Cold fact: Jan. snow ranks 3rd for Valley
Winter Storm 2009
The following is a series of images from Saturday, January 10 in Mahoning and Trumbull counties. From Western Reserve Road to East Market Street, residents dealt with a large accumulation of snow by working and playing.
Winter Weather January 2009
Most of the snow fell on three days last month.
Remember those major snowstorms when you were young?
The snow was over your head. A story was going around that some kid’s family was trapped in their house because the snowdrifts made it impossible for them to get out.

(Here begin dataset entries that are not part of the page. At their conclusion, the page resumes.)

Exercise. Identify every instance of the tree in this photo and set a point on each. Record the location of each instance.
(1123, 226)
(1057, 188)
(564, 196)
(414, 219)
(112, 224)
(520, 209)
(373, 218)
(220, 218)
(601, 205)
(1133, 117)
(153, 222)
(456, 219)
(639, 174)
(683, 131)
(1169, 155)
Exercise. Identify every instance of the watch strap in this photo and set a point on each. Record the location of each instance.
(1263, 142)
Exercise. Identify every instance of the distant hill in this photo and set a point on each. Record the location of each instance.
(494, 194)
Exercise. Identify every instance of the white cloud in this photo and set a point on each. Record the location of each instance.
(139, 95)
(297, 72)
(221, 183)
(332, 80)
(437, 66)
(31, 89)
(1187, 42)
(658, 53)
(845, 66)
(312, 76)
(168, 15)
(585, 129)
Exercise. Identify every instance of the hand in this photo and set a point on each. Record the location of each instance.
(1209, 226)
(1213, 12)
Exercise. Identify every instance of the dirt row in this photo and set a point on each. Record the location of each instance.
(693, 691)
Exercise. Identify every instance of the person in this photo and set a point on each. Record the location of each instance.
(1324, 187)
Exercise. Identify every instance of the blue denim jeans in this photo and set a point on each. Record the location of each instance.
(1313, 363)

How about the tales you heard from your parents or grandparents who walked to school through 5 feet of snow?
The stories were amusing but greatly exaggerated.
The 35.8 inches of snow that fell in January was the third-largest accumulation of the white stuff for any month in the Mahoning Valley since the National Weather Service started tracking snowfall accumulation in 1934, 75 years ago.
The snowiest month in the Valley was January 1999 with 36.4 inches, followed by 36 inches in January 1978.
Anything over 0.6 of an inch and last month would have been the snowiest.
More than half of the snow fell on three days: 11.3 inches on Jan. 10, 2.9 inches on the 14th, and 6.1 inches on the 28th.
When asked if January was a miserable month, Dennis Bray, a meteorologist with the National Weather Service in Cleveland, laughed and said that’s a good word to describe it.
“Unfortunately this is weather in Northeast Ohio, but it was bit much” in January, Bray said.
A “bit much” is a matter of perception.
Besides being the third-snowiest month in the Valley’s weather history, it was the eighth-coldest January in the area. Temperature records for the area date back to 1897, so that’s No. 8 out of more than 100 Januarys.
The Valley had 14 days last month in which the temperature dropped below 10 above zero. The coldest day was Jan. 16 at 10 below zero, closely followed by 9 below zero on the 17th.
Last month’s snowfall was 13.9 inches more than normal for a January in the area.
The area’s snow accumulation last month was more than Buffalo with 30.6 inches and Rochester, N.Y., with 29.3 inches, two Snow Belt cities.
But wasn’t much when compared with others in the Snow Belt, 59.2 inches in Erie and 49.8 in Syracuse, N.Y.
Mansfield had 43.8 inches last month and Cleveland 40.5.
So is the worst of it over?
Though it will warm up by the end of the week, the weather service’s February forecast calls for above- normal precipitation, but normal to above-normal temperatures.
Punxsutawney Phil, the world’s most famous groundhog, saw his shadow Monday, predicting winter will last six more weeks.
Like many meteorologists, Bray isn’t a Phil fan.
“Too bad we can’t go groundhog hunting,” he joked.
As of Monday, 69.4 inches of snow fell on the area this winter.
The area averages 10.5 inches of snow in February, 10.4 inches in March and 2.2 in April.
The most snow for a season is 102.8 inches for the 2007-08 winter.
If the Valley just meets its average snowfall, it will end this winter season with 92.5 inches, good enough for the second-snowiest winter.